Elise is a senior and Co-editor-in-chief. This is her third year on the Gazette staff.
October 29, 2021
“I am a Nicaraguan-American,” Giselle Gutierrez said.
Gutierrez is a junior at Granite Bay High School.
For Gutierrez, Hispanic Heritage Month doesn’t have any particular traditions, but is a time of celebration of her Latina heritage and connection to other Hispanic people.
“This month is the time of the year in which I can share my pride in being Latina with others and connect with other Hispanic people. I appreciate hearing the joys and struggles other Hispanic people have experienced being on campus and in their communities.”
As Gutierrez took Spanish classes in high school and began to take interest in things such as Hispanic culture, she first turned to her family to learn more.

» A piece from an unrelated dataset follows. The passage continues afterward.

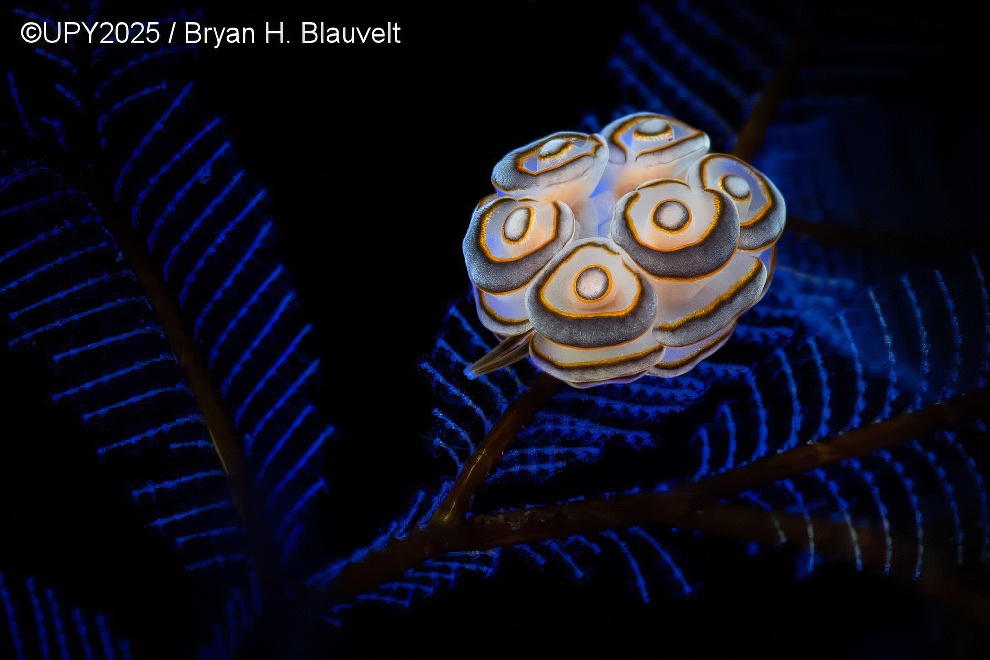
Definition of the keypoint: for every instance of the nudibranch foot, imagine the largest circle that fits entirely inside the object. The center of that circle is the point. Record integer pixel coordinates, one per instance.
(510, 350)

“I ask my parents to tell me stories of their childhoods and to do my research into the history and the current state of Nicaragua…I would like to take the time to visit my family more often and talk to those still in Nicaragua.” Gutierrez said.
Gutierrez feels that learning Spanish gave her more chances to appreciate Hispanic culture.

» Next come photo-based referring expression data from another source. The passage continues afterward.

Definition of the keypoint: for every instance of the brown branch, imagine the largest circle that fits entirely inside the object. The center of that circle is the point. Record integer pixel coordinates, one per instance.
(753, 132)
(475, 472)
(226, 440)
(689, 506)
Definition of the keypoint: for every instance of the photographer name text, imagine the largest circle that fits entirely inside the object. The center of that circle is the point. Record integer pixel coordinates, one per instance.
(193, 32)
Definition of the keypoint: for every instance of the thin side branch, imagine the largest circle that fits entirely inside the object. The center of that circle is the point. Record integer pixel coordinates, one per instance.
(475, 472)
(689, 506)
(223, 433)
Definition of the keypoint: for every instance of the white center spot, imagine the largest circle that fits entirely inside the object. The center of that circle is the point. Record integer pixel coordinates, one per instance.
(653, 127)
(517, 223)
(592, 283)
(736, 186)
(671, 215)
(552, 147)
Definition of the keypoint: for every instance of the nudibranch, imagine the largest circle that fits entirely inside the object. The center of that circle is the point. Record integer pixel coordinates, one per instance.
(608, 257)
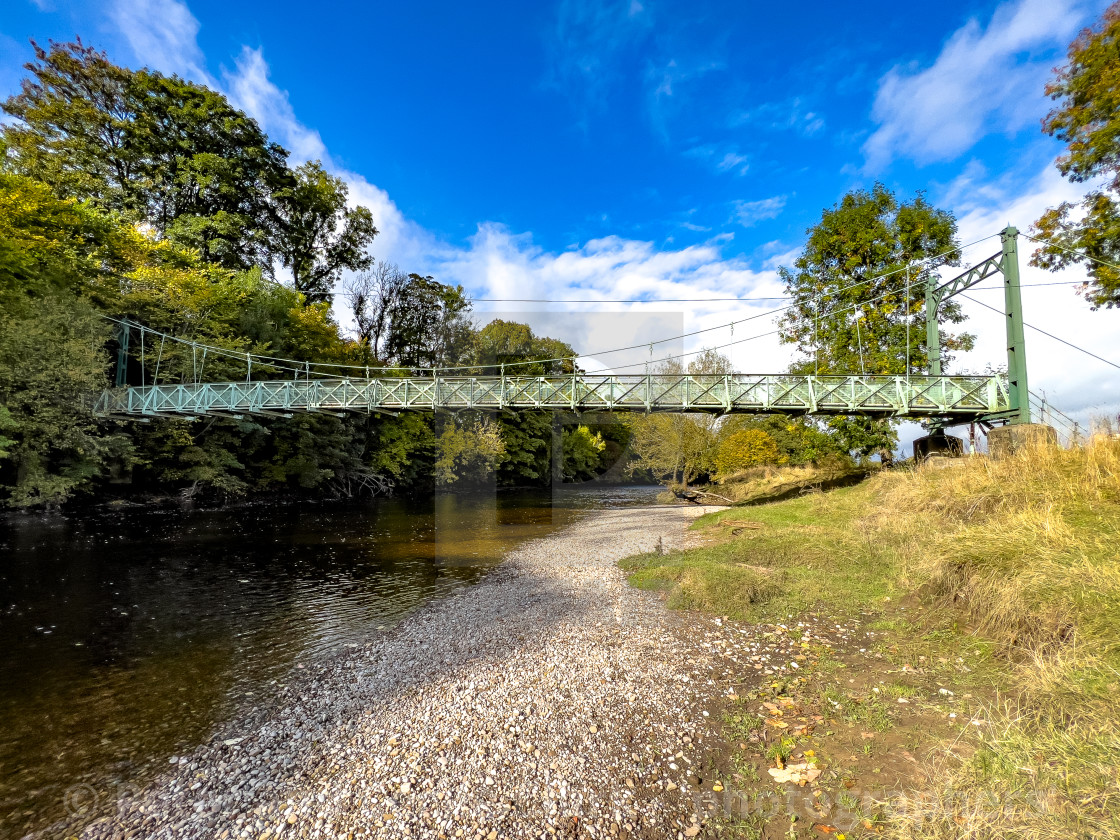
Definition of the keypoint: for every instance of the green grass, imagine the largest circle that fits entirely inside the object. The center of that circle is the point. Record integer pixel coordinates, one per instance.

“My entire family speaks Spanish, and when I was younger I was unable to communicate with them, except for a few simple phrases. Now, after learning Spanish both at school and home, I have this ability to converse, allowing me to make new memories with my relatives,” Gutierrez said.

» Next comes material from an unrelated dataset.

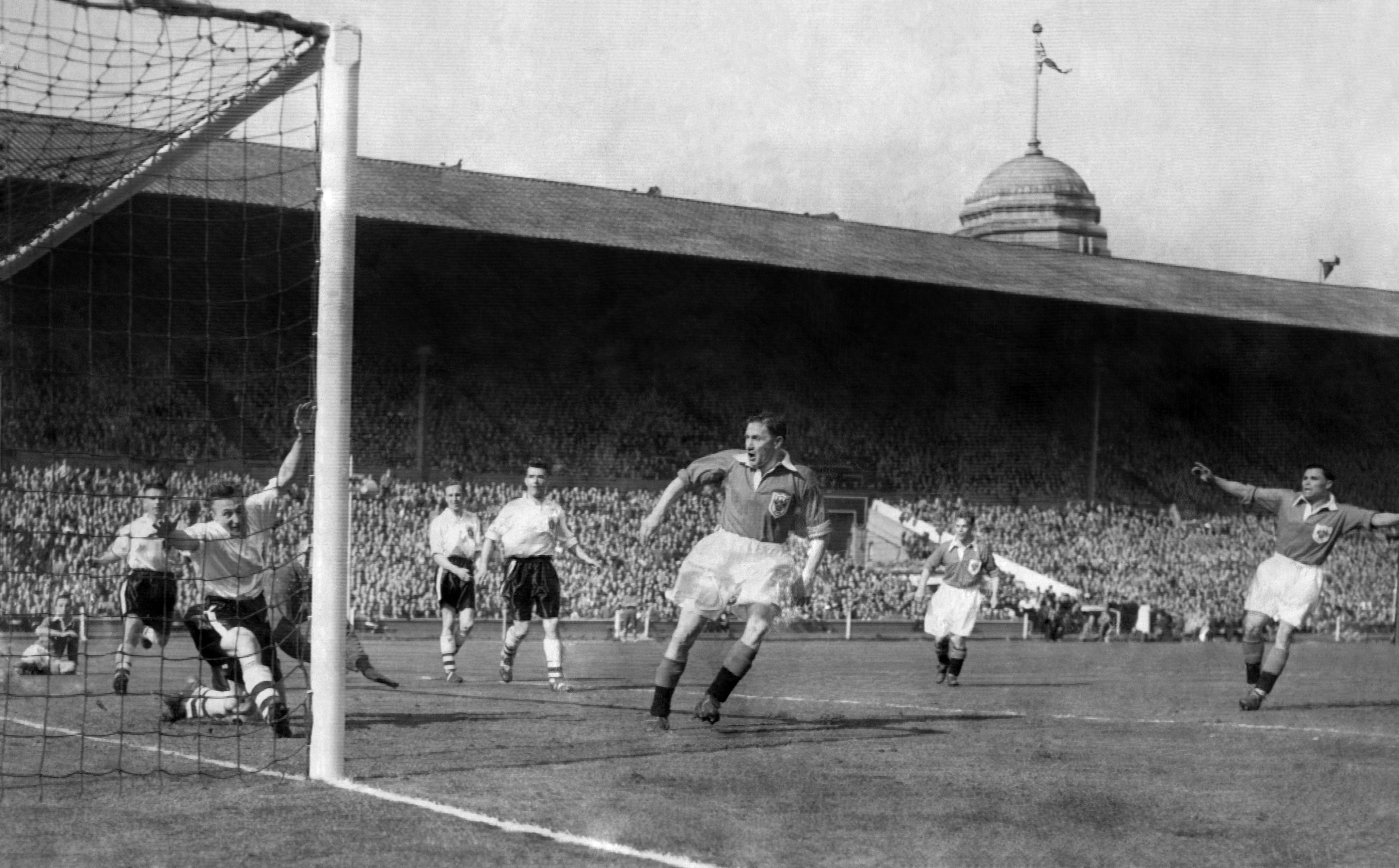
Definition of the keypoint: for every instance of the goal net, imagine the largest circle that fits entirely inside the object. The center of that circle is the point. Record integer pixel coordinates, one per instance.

Gutierrez also appreciates making these connections and strides outside of her home, and sees improvements being made in how Granite Bay recognizes Hispanic Heritage Month.
In particular, Gutierrez believes that most of the recognition is from Spanish classes, which focus on culture as part of learning the language.
“I believe Granite Bay does a good job in recognizing this month, through the Bulletin, teacher announcements, and this edition of the Gazette. This topic has been brought up in most of my classes, and each time I hear of it I smile,” Gutierrez said.
While this benefits students taking these classes and allows them to have a better understanding of Hispanic culture and tradition that translates to more opportunities and appreciation for Latinos, not everyone is in a Spanish class that brings up these topics, which is where the school has the availability to come in and do more.
“Mrs. Gonzales does an excellent job of communicating the significance of HHM, making all Latinos feel special whilst still educating everyone,” Gutierrez said.
Learning about the history of Hispanic Heritage throughout this month is just the beginning, as it is also a time to reflect on what opportunities and resources the communities, schools and government can provide, aiding the next generation of Latino- American history makers.
On top of education, resources that the school can provide during the month and year round for those who want to learn about Hispanic culture and students of Hispanic descent is something that Granite Bay can improve on.
“I would like for there to be resources in which aid students in signing up for scholarships, SATS, AP exams, etc. as many first-generation Latino-Americans cannot ask their parents questions or for help on how to do these things,” Gutierrez said.
As Gutierrez continues to learn Spanish and cook Nicaraguan food with her family, her celebration of her culture and ancestors will continue even after the month comes to an end.